Die Wissenschaftler gehen davon aus, dass der Großteil der Ausgewanderten für einen langen Zeitraum, wenn nicht sogar für immer, im Ausland verbleibt. Die Auswanderung aufgrund politischer Ungewissheit hat demnach langfristige Auswirkungen, wie sie mit einer einfachen Rechnung für das Beispieljahr 2011 aufzeigen.

So wurden im Jahr 2011 insgesamt 54.781 Patente in den untersuchten Ländern erteilt; dies führt je Land zu durchschnittlich 6.848 Patenten bei durchschnittlich 8.885 Erfindern/-innen.

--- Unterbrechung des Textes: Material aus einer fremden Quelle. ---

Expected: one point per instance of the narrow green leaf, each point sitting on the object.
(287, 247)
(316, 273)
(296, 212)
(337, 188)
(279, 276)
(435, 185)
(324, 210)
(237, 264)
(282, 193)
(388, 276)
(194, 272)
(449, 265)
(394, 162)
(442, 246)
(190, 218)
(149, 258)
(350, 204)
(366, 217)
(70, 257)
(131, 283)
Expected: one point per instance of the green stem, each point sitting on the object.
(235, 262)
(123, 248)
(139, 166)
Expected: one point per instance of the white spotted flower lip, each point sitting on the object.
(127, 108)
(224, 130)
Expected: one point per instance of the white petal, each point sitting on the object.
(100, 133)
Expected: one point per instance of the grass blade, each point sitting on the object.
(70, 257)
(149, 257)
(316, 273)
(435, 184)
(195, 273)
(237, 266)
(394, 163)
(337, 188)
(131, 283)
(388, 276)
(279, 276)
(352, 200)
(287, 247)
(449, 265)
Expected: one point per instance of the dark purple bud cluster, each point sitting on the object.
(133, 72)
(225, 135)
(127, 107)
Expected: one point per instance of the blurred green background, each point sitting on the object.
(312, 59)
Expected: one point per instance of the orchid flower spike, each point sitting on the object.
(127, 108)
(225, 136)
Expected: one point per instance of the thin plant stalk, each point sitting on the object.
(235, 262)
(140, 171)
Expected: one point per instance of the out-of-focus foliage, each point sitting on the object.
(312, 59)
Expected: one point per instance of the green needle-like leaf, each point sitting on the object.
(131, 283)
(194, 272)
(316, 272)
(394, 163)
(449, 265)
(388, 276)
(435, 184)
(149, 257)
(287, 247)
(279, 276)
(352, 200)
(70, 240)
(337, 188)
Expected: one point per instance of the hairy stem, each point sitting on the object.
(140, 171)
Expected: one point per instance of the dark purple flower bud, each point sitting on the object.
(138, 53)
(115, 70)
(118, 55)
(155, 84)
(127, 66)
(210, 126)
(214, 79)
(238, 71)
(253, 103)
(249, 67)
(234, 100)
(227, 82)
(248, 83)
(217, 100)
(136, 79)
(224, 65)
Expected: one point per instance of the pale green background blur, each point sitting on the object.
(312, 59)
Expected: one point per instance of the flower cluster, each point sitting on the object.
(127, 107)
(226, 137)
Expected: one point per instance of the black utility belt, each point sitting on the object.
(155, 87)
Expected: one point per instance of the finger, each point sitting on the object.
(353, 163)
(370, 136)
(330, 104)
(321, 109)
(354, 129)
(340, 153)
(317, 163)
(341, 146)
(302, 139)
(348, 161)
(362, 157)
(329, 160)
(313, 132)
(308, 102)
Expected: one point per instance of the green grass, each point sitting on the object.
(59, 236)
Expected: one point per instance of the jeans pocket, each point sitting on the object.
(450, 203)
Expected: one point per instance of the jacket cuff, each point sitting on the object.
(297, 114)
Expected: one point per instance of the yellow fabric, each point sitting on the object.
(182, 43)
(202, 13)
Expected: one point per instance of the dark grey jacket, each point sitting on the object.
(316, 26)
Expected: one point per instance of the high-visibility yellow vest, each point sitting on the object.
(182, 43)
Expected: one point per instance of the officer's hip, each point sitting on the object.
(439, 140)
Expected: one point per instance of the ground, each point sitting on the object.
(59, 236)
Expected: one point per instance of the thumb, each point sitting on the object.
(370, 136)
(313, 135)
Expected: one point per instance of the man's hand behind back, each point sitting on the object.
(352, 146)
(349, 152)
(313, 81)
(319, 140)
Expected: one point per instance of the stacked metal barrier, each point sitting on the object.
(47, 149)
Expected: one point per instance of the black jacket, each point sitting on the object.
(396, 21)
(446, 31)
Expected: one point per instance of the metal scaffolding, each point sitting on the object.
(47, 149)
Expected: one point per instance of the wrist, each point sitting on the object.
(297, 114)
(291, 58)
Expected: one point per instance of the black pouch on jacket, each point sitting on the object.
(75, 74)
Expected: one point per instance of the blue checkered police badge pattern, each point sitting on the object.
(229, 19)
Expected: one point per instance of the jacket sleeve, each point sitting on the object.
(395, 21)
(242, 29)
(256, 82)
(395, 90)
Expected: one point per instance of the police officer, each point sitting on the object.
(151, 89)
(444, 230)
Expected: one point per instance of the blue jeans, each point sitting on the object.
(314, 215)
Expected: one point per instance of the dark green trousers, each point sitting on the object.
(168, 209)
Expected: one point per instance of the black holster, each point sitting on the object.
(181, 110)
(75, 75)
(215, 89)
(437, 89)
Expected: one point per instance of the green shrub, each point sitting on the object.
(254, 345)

Auf jede/n Erfinder/in gingen im Durchschnitt demnach 0,771 Patente zurück. Gestiegene politische Unsicherheit lässt die Auswanderungsrate von durchschnittlich 0,746 Prozent um knapp 40 Prozent auf 1,05 Prozent steigen. Das bedeutet, dass aufgrund der gestiegenen Unsicherheit 93 Erfinder/innen auswandern – das sind 27 mehr als unter normalen Umständen. Die 21 entgangenen Patente dieser 27 zusätzlichen Auswanderer/-innen wirken angesichts der insgesamt 6.848 Patente im Jahr vernachlässigbar, allerdings nur auf den ersten Blick. Geht man davon aus, dass die abgewanderten Erfinder/innen auch in den folgenden zehn Jahren so produktiv wie zum Zeitpunkt der Auswanderung sind, dann gehen dem Ursprungsland 210 Patente verloren. US-Wissenschaftler haben einen durchschnittlichen Patentwert von 10,36 Millionen Dollar errechnet. Legt man diesen zugrunde, summiert sich der Schaden in dem Jahrzehnt, das auf die Auswanderung folgt, auf mehr als zwei Milliarden Dollar.

Auch andere Hochqualifizierte könnten sich ähnlich verhalten

Diese Ergebnisse, so schlussfolgern die Wissenschaftler, gelten nicht nur für Erfinder/innen, sondern auch für andere Hochqualifizierte. Dafür, dass Geringqualifizierte ähnliche Konsequenzen aus politischer Unsicherheit ziehen könnten, sehen sie hingegen keine Anhaltspunkte. Ihre Empfehlung lautet nichtsdestotrotz, dass politische Entscheidungsträger den Zusammenhang zwischen politischer Unsicherheit und Auswanderung stärker beachten sollten.